Thank you. Just a question, one of the proposals being floated is reference pricing. If you could just address in broad strokes what the average selling price difference of your lead products or the bulk of your pharma products are versus U. S. Versus Europe or the developed markets that they're thinking about benchmarking to?
Thank you.
Yes. When you look at the proposals, in our experience, we have very limited exposure in Part B. We don't have many Part B medicines. So I can't really give you a specific answer on Part B. Probably it's better to ask some of our competitors on Part B.
With respect to Part D, our analysis suggests when you take into account rebates, other government subsidies and things that we give, patient assistance programs, free drug, etcetera, that our net pricing for our major medicines within Part D really at least recently launched medicines in Part D approach those of what we see in top European countries. So we at least don't see a significant gap in Part D. I know from an industry wide perspective, there's certainly a high we finish the call. So last question, please.
The last question comes from the line of Emmanuel Papadakis from Barclays. Please ask your question. Your line is now open.
Thank you. I'll try and keep it to one semi brief question. It was just to push Harry and perhaps if there's a little bit of margins, you talked about potentially getting a bit earlier to that mid-30s target. You didn't mention the possibility of us actually getting through that target and beyond. And in particular, R and D, I mean, it's been perhaps one of the areas where you most actively talked in the past about something you can internally control in terms of reduction.
You're already at the 20%. To what extent in the world of big data could you take it below that figure? Thank you.
Thanks for the question, Emmanuel. In general, for the company, we're trying to make the company as productive as possible. So our goal, of course, is not to stop at one specific number, but certainly focus on areas where we can become as efficient and as competitive with anyone in our industry and if relevant in areas like business services or procurement competitive with anyone in any industry. Right now, our goal is to get to the 30 mid-30s by 2022. If we get there on a full year base sooner, then of course, we'll give you updated perspectives on where we want to head next on margins.

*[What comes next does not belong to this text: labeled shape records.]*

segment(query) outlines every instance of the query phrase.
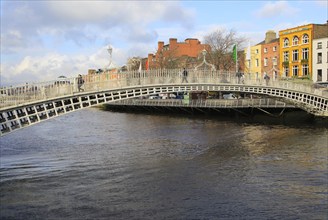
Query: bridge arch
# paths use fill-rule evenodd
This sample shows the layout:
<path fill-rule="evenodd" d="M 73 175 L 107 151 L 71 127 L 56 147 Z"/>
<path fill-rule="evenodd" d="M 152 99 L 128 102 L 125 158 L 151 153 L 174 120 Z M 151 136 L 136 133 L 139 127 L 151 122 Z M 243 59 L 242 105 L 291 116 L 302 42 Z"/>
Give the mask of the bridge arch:
<path fill-rule="evenodd" d="M 325 97 L 262 85 L 208 83 L 143 85 L 72 94 L 2 109 L 0 112 L 1 135 L 66 113 L 105 103 L 161 93 L 196 91 L 241 92 L 266 95 L 287 101 L 314 115 L 327 116 L 328 112 L 328 99 Z"/>

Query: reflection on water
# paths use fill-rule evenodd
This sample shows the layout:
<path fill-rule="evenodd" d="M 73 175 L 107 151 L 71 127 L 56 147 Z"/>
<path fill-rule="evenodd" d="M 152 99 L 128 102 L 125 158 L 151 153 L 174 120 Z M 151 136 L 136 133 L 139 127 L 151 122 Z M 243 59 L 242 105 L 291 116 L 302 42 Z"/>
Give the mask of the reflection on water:
<path fill-rule="evenodd" d="M 327 219 L 327 128 L 82 110 L 1 138 L 1 219 Z"/>

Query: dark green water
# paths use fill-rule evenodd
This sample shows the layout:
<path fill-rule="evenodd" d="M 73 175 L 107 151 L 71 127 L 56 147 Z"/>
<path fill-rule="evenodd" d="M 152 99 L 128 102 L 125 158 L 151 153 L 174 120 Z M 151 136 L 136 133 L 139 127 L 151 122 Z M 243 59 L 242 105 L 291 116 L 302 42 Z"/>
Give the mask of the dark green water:
<path fill-rule="evenodd" d="M 78 111 L 0 139 L 0 219 L 328 219 L 327 136 Z"/>

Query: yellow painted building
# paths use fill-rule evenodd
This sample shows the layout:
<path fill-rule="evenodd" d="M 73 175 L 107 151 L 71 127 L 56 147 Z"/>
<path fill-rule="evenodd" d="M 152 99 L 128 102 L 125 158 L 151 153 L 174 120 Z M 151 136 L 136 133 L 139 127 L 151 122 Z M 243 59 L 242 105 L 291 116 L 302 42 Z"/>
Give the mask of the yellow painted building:
<path fill-rule="evenodd" d="M 246 54 L 245 73 L 250 74 L 252 79 L 259 79 L 262 76 L 261 50 L 261 44 L 251 46 L 250 56 L 248 57 L 249 60 L 247 60 L 247 48 L 244 50 L 244 53 Z"/>
<path fill-rule="evenodd" d="M 312 79 L 312 39 L 315 24 L 279 31 L 280 76 Z"/>

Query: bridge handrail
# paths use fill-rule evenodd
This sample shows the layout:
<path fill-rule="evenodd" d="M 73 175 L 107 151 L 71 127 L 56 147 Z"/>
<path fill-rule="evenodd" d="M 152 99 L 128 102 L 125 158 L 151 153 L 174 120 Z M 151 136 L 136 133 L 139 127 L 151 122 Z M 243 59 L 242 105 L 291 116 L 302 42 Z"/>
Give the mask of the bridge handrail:
<path fill-rule="evenodd" d="M 181 69 L 158 69 L 147 71 L 129 71 L 120 73 L 102 73 L 94 75 L 84 75 L 85 81 L 82 86 L 83 92 L 96 92 L 113 89 L 122 89 L 135 86 L 151 86 L 163 84 L 181 84 Z M 271 77 L 269 81 L 255 74 L 245 74 L 244 79 L 237 76 L 235 72 L 213 71 L 213 70 L 188 70 L 188 83 L 208 83 L 208 84 L 238 84 L 248 86 L 263 86 L 272 88 L 282 88 L 295 92 L 306 92 L 322 97 L 328 97 L 328 92 L 322 88 L 316 88 L 311 83 L 296 82 L 296 80 L 286 80 L 283 78 Z M 58 78 L 46 82 L 26 83 L 23 85 L 1 87 L 0 88 L 0 108 L 17 106 L 26 102 L 47 100 L 64 95 L 79 93 L 77 78 Z"/>

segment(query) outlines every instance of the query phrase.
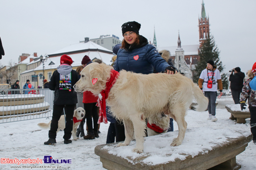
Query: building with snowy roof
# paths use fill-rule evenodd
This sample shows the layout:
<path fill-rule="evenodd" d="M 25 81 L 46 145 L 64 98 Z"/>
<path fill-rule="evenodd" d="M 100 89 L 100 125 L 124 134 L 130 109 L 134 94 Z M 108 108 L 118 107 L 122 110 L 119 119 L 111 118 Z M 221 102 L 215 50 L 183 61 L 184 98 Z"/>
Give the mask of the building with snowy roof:
<path fill-rule="evenodd" d="M 112 64 L 111 59 L 114 56 L 112 50 L 88 41 L 88 39 L 87 41 L 68 45 L 47 55 L 42 56 L 41 59 L 40 57 L 35 59 L 34 61 L 27 65 L 28 69 L 22 73 L 23 77 L 38 75 L 38 82 L 32 83 L 32 85 L 35 87 L 38 86 L 43 87 L 43 77 L 48 82 L 50 80 L 52 74 L 60 65 L 61 57 L 64 54 L 69 56 L 73 60 L 71 66 L 74 70 L 81 65 L 82 59 L 85 55 L 88 56 L 91 60 L 95 58 L 101 59 L 108 65 Z M 33 69 L 33 66 L 30 66 L 38 61 L 40 62 L 38 67 Z"/>

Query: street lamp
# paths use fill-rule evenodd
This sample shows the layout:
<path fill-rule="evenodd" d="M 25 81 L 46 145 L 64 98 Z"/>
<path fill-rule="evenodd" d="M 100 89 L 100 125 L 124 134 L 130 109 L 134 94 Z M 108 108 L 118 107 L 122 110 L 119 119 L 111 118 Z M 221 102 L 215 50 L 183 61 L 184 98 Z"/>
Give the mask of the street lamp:
<path fill-rule="evenodd" d="M 44 84 L 44 80 L 45 79 L 44 77 L 44 59 L 43 58 L 43 56 L 41 55 L 40 57 L 39 57 L 39 59 L 40 59 L 40 61 L 41 61 L 41 62 L 43 62 L 43 84 Z"/>

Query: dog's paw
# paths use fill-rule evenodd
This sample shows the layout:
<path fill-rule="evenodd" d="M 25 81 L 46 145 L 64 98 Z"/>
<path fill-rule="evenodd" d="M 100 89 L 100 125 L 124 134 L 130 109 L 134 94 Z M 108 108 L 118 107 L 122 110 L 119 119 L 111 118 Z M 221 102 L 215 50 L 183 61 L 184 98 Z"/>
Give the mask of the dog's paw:
<path fill-rule="evenodd" d="M 133 152 L 138 153 L 143 153 L 143 149 L 135 148 L 133 149 Z"/>
<path fill-rule="evenodd" d="M 173 140 L 173 142 L 171 144 L 171 146 L 177 146 L 182 144 L 182 142 L 179 142 L 177 141 L 177 139 L 175 139 Z"/>
<path fill-rule="evenodd" d="M 119 146 L 127 146 L 127 145 L 125 144 L 124 143 L 119 143 L 118 144 L 116 145 L 116 146 L 119 147 Z"/>

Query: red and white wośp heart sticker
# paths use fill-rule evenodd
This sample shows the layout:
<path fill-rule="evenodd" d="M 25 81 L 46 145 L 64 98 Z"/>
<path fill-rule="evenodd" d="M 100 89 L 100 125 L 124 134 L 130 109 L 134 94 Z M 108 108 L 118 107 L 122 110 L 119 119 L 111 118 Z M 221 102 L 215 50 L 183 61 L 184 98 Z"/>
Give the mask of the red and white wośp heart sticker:
<path fill-rule="evenodd" d="M 138 60 L 138 59 L 139 59 L 139 56 L 138 56 L 138 55 L 135 56 L 135 57 L 133 57 L 133 58 L 135 60 Z"/>
<path fill-rule="evenodd" d="M 97 78 L 93 78 L 93 80 L 92 80 L 92 82 L 93 83 L 93 84 L 94 85 L 95 83 L 96 83 L 96 82 L 97 82 Z"/>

But I certainly want to set the expectation or aspirations are to be as productive as possible. Now with respect to R and D, we don't view R and D as the key lever to achieve this. R and D is fundamentals of the company. We always wanted to get to that 20% range. We're there now, But we don't use R and D as our driver for margin improvement.
What we want to do is ensure we fund every good program. And we do that and we ensure that we're and if we need to, of course, increase our R and D levels in order to fund an excellent project, we'll do that. And in the medium and longer term, if data science, digital technologies can help us transform not only our manufacturing and business services and sales areas, we hope that also will transform R and D. We hope that actually gives us capacity to do more programs, and we can continue to be at 20% and do even more programs to grow the company. So that's, I think, it for today's call.
Thank you again investing in Novartis or your interest in Novartis. We look forward to delivering a strong second half of the year. We appreciate your interest in the company, and we wish you a great summer. Thank you.